Combining the current knowledge and predictions on host populations, the geographic range of V. eleguneniensis is gradually shifting northwards. At the southern limit of its range, where woodland caribou are considered to be the only suitable host, V. eleguneniensis is expected to parallel the range retraction of caribou. At the northern limit of its range the lungworm persists in a multi-host caribou/muskox system, and this, together with increasingly permissive climatic conditions, is likely to facilitate further northward expansion (Kutz et al., 2013; Kafle, Kutz, Leclerc, unpublished data). We anticipate a continuous northward shifting range for V. eleguneniensis into the next decades and centuries. The long-term persistence of this lungworm may ultimately only be possible in its northernmost range. This northern expansion and potential persistence of V. eleguneniensis, is supported by empirical data, predictions, and quantitative modelling for protostrongylid species under changing climatic conditions (Hoberg and Brooks, 2013, 2015; Kutz et al., 2005, 2009, 2014; Molnár et al., 2013). Complex host-parasite distributions represent the interaction of capacity by parasites to utilize resources present in a spectrum of potential hosts (defined by ecological fitting) and opportunity, which for V. eleguneniensis, represents the combination of shifting distributions of permissive environments and development of new interfaces for hosts and parasites across landscapes (see discussions of the Stockholm Paradigm in Araújo et al., 2015; Brooks et al., 2014). Ecological perturbation, range expansion and host colonization are fundamental to the process of faunal assembly and the outcomes for this northern host-parasite fauna are documented and anticipated under a regime of accelerating climate forcing (Araújo et al., 2015; Hoberg and Brooks, 2015; Hoberg et al., 2017).

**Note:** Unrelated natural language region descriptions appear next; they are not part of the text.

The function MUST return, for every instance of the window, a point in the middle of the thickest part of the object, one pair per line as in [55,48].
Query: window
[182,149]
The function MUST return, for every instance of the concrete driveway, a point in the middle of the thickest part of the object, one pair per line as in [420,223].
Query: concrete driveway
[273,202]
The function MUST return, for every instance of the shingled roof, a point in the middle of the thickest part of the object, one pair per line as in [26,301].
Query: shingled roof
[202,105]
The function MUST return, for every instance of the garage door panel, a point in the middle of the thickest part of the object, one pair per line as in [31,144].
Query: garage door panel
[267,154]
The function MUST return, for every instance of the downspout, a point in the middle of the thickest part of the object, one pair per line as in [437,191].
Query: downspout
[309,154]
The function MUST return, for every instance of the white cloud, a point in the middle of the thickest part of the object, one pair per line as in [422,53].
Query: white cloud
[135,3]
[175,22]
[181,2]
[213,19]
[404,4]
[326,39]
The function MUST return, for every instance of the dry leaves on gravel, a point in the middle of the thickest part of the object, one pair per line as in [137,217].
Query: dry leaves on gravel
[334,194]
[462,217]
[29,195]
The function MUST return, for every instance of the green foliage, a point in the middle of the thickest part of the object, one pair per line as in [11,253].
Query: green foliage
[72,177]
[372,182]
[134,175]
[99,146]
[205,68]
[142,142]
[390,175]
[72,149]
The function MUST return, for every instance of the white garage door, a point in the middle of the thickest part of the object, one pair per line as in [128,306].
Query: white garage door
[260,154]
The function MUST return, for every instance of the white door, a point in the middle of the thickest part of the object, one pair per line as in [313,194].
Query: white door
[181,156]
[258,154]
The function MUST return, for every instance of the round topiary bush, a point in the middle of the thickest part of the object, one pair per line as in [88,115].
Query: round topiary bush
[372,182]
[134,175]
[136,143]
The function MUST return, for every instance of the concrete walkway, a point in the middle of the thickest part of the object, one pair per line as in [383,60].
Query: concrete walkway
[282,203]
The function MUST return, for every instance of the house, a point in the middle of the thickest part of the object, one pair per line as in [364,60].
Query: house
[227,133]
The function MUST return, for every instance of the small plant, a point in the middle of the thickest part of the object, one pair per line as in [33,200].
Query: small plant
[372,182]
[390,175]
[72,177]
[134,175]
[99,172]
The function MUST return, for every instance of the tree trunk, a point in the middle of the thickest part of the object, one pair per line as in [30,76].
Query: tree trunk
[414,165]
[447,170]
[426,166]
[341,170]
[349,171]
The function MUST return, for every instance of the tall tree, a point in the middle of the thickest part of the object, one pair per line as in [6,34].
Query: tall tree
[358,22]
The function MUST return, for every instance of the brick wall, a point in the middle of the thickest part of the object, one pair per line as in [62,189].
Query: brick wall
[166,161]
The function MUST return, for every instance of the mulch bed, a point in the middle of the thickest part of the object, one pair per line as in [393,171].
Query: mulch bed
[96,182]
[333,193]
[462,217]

The caribou lungworm, V. eleguneniensis is widely distributed across caribou range in North America. We have expanded the knowledge of its biogeography substantially, and provided a strong baseline for monitoring geographic distribution and predicting future biogeographic scenarios under accelerating change at high latitudes of North America. The biogeography of V. eleguneniensis is a result of an intricate historical association with caribou, independent events of colonization of alternate hosts, and ongoing climatic and anthropogenic perturbations. Together, these will likely continue to influence the dynamic biogeography of this lungworm species, which may be a powerful model for studying impacts of climate and people on complex faunal assemblages.

Funding

This research is part of G. Verocai's PhD Thesis, and was supported by the Faculty of Veterinary Medicine of the University of Calgary, Alberta Innovates Health Solutions, Alberta Conservation Association – Grants in Biodiversity and the W. Garfield Weston Fellowship for Northern Conservation/Wildlife Conservation Society Canada, and the CircumArctic Rangifer Monitoring and Assessment Network (CARMA, www.carmanetwork.com), NSERC Canada International Polar Year Funding, and partially funded by Alberta Innovates and NSERC Discovery Grant and NSERC Northern Supplement secured by S.J. Kutz; the Beringian Coevolution Project (DEB- Biotic Surveys and Inventory- 0415668) with funding from the National Science Foundation to J. A. Cook (University of New Mexico) and E. P. Hoberg (USNPC). Our study was completed through the Integrated Inventory of Biomes of the Arctic (NSF, DEB-Biodiversity Discovery and Analysis – 1258010) to J. A. Cook, E. P. Hoberg, K. E. Galbreath (Northern Michigan University) and E. Dechaine (Western Washington University).

Declaration of competing interest

The authors declare no conflict of interest.